Objective:
To evaluate the accuracy of artificial intelligence systems in detecting laryngeal disorders.
Approach:
- AI models performed best in binary classification tasks, with accuracies ranging from 88% to 99% for distinguishing healthy from pathologic voices.
- Performance declined to approximately 70% to 90% for broader pathophysiologic categories and generally remained below 75% for specific disorders.
- AI performance varied by model architecture and data type, with traditional machine-learning achieving 88% to 96% accuracy for binary tasks and deep-learning systems achieving 97% to 99% on standardized datasets.
- Most studies relied on internal validation, with performance often declining by 10-20 percentage points on independent cohorts.
- Many studies had methodological concerns, including dependence on limited databases, class imbalance, and lack of demographic diversity.
- Approximately 82% of studies used sustained-vowel tasks, which may not capture clinically relevant vocal variability.

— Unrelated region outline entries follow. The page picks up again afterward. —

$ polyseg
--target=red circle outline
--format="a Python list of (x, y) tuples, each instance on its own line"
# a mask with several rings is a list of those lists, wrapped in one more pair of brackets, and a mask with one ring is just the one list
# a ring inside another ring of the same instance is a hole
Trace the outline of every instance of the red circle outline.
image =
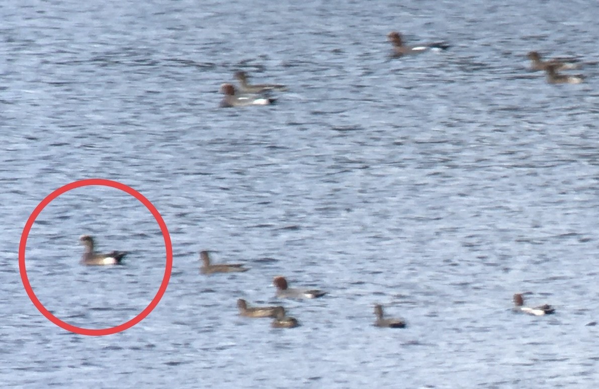
[[(156, 219), (156, 221), (158, 223), (158, 225), (160, 226), (160, 229), (162, 232), (162, 236), (164, 238), (164, 244), (167, 250), (167, 266), (165, 268), (164, 276), (162, 278), (162, 282), (160, 285), (160, 288), (158, 289), (158, 292), (156, 294), (156, 296), (150, 302), (148, 306), (146, 307), (146, 309), (129, 321), (123, 323), (122, 324), (109, 328), (96, 329), (81, 328), (80, 327), (77, 327), (75, 326), (69, 324), (68, 323), (65, 323), (62, 320), (60, 320), (50, 313), (50, 311), (46, 309), (46, 307), (44, 307), (44, 305), (40, 302), (40, 300), (35, 296), (35, 293), (34, 293), (34, 290), (31, 288), (31, 285), (29, 284), (29, 278), (27, 277), (27, 271), (25, 269), (25, 247), (27, 245), (27, 238), (29, 236), (29, 232), (31, 230), (31, 227), (33, 226), (34, 222), (35, 221), (35, 219), (37, 218), (37, 217), (39, 216), (40, 213), (41, 212), (42, 210), (53, 200), (60, 194), (62, 194), (71, 189), (93, 185), (107, 186), (115, 188), (116, 189), (120, 189), (120, 190), (122, 190), (123, 192), (129, 193), (131, 196), (134, 196), (144, 205), (145, 205), (146, 208), (147, 208), (148, 210), (152, 212), (152, 214), (154, 216), (154, 218)], [(105, 180), (103, 178), (89, 178), (87, 180), (81, 180), (67, 184), (66, 185), (56, 189), (42, 200), (41, 202), (38, 204), (38, 206), (35, 207), (35, 209), (34, 209), (33, 212), (32, 212), (29, 218), (27, 220), (27, 222), (25, 223), (25, 226), (23, 229), (23, 232), (21, 234), (21, 241), (19, 245), (19, 271), (20, 273), (21, 280), (23, 281), (23, 285), (25, 288), (27, 295), (29, 296), (29, 299), (31, 299), (32, 302), (34, 303), (34, 305), (35, 306), (35, 308), (37, 308), (38, 310), (49, 320), (59, 327), (66, 330), (67, 331), (74, 332), (75, 333), (81, 335), (89, 335), (93, 336), (110, 335), (113, 333), (117, 333), (121, 331), (124, 331), (125, 330), (133, 327), (146, 318), (146, 317), (150, 314), (150, 312), (153, 311), (154, 308), (155, 308), (158, 305), (158, 302), (160, 302), (160, 299), (162, 298), (162, 296), (164, 295), (164, 293), (167, 291), (167, 287), (168, 286), (168, 281), (170, 279), (171, 273), (173, 271), (173, 244), (171, 242), (171, 236), (168, 233), (168, 229), (167, 228), (167, 224), (162, 219), (162, 217), (161, 215), (160, 212), (159, 212), (158, 210), (156, 209), (154, 205), (150, 202), (150, 200), (144, 197), (141, 193), (140, 193), (138, 192), (131, 187), (127, 186), (124, 184), (121, 184), (120, 183), (116, 181)]]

- Fewer than 15% of studies shared source code or complete model documentation, limiting reproducibility.
Key Findings:
Interpretation:
The decline in performance from detection to diagnosis is attributed to acoustic overlap among laryngeal disorders, where distinct diseases can produce similar voice abnormalities.
Limitations:
Conclusion:
Current evidence supports AI primarily as a tool for screening, triage, and decision support rather than as an autonomous diagnostic system.
Sources:
This content is an AI-generated, fully rewritten summary based on a published scholarly article. It does not reproduce the original text and is not a substitute for the original publication. Readers are encouraged to consult the source for full context, data, and methodology.